A Valley businessman wants to change the way the city of Glendale does business.
The only problem is he's got a history of financial problems of his own.
Robert Petrone, 66, told CBS5 that one of his first orders of business is to stop the mismanagement of money that's plagued the city.
"I see money that was $5.5 million to $6 million of citizens' money that was tainted, misappropriated, done without the knowledge of the City Council," said Petrone. "How many fire trucks and police cars could we have bought with $5 to $6 million?"
But managing money may not be Petrone's strong suit.
CBS5 did some digging and found a long history of financial problems in Petrone's past, dating back to 2003, including not paying credit cards, bounced checks and thousands of dollars in unpaid debt.
CBS5 uncovered more than 20 civil and criminal cases in Valley justice courts, all connected to Petrone or his landscaping business.
"How do you expect the people of Glendale to trust you with their money?" asked CBS5.
"If there was anything that didn't get covered in the course of our business, we made it right to everybody.
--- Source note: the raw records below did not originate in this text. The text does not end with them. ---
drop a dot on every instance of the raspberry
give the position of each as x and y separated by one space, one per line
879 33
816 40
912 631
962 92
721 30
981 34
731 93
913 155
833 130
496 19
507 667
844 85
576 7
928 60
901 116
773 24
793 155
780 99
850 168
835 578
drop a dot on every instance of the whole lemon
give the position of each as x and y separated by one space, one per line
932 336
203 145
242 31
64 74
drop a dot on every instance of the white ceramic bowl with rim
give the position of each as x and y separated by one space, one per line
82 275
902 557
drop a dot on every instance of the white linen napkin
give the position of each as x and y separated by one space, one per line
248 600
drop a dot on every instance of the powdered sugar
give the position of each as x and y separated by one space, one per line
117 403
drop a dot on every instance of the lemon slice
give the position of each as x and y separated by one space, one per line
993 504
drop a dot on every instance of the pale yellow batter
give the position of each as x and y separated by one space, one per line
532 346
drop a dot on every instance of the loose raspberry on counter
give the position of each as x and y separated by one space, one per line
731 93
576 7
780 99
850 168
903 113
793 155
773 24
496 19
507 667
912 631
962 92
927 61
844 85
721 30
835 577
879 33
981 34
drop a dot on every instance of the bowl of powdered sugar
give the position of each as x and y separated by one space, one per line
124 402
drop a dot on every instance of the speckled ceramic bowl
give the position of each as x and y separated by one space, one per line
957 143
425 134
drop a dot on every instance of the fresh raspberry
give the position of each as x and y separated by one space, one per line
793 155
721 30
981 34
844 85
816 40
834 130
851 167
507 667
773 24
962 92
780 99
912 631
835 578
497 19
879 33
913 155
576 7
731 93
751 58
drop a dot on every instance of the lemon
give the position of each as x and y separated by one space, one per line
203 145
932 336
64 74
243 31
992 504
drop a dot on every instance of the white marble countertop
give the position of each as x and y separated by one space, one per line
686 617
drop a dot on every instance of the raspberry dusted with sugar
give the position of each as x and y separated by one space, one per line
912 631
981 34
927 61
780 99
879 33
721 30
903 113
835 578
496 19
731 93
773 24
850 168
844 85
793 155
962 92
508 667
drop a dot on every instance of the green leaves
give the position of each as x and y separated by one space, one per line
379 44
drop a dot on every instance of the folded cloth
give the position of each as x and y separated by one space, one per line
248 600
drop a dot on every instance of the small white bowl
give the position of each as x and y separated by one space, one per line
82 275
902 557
We've always done right by that," said Petrone. "We got caught in a downturn, like everybody several years ago, but have paid the people we owed."
CBS5 also found several complaints against Petrone's company, including one that accused them of doing work without a proper permit.
Petrone said they have addressed all their past problems and learned from them and believes the adversity he's faced would make him an excellent City Council member.
"I think when you run for public office, life becomes an open book," said Petrone. "We were prepared to answer those questions. We wanted to satisfy those obligations and do the right thing. We've always done the right thing."
Petrone is currently the chairman of the city's Planning Commission.
Glendale City Council member Manny Martinez, who will not seek re-election, has endorsed Petrone to fill his seat.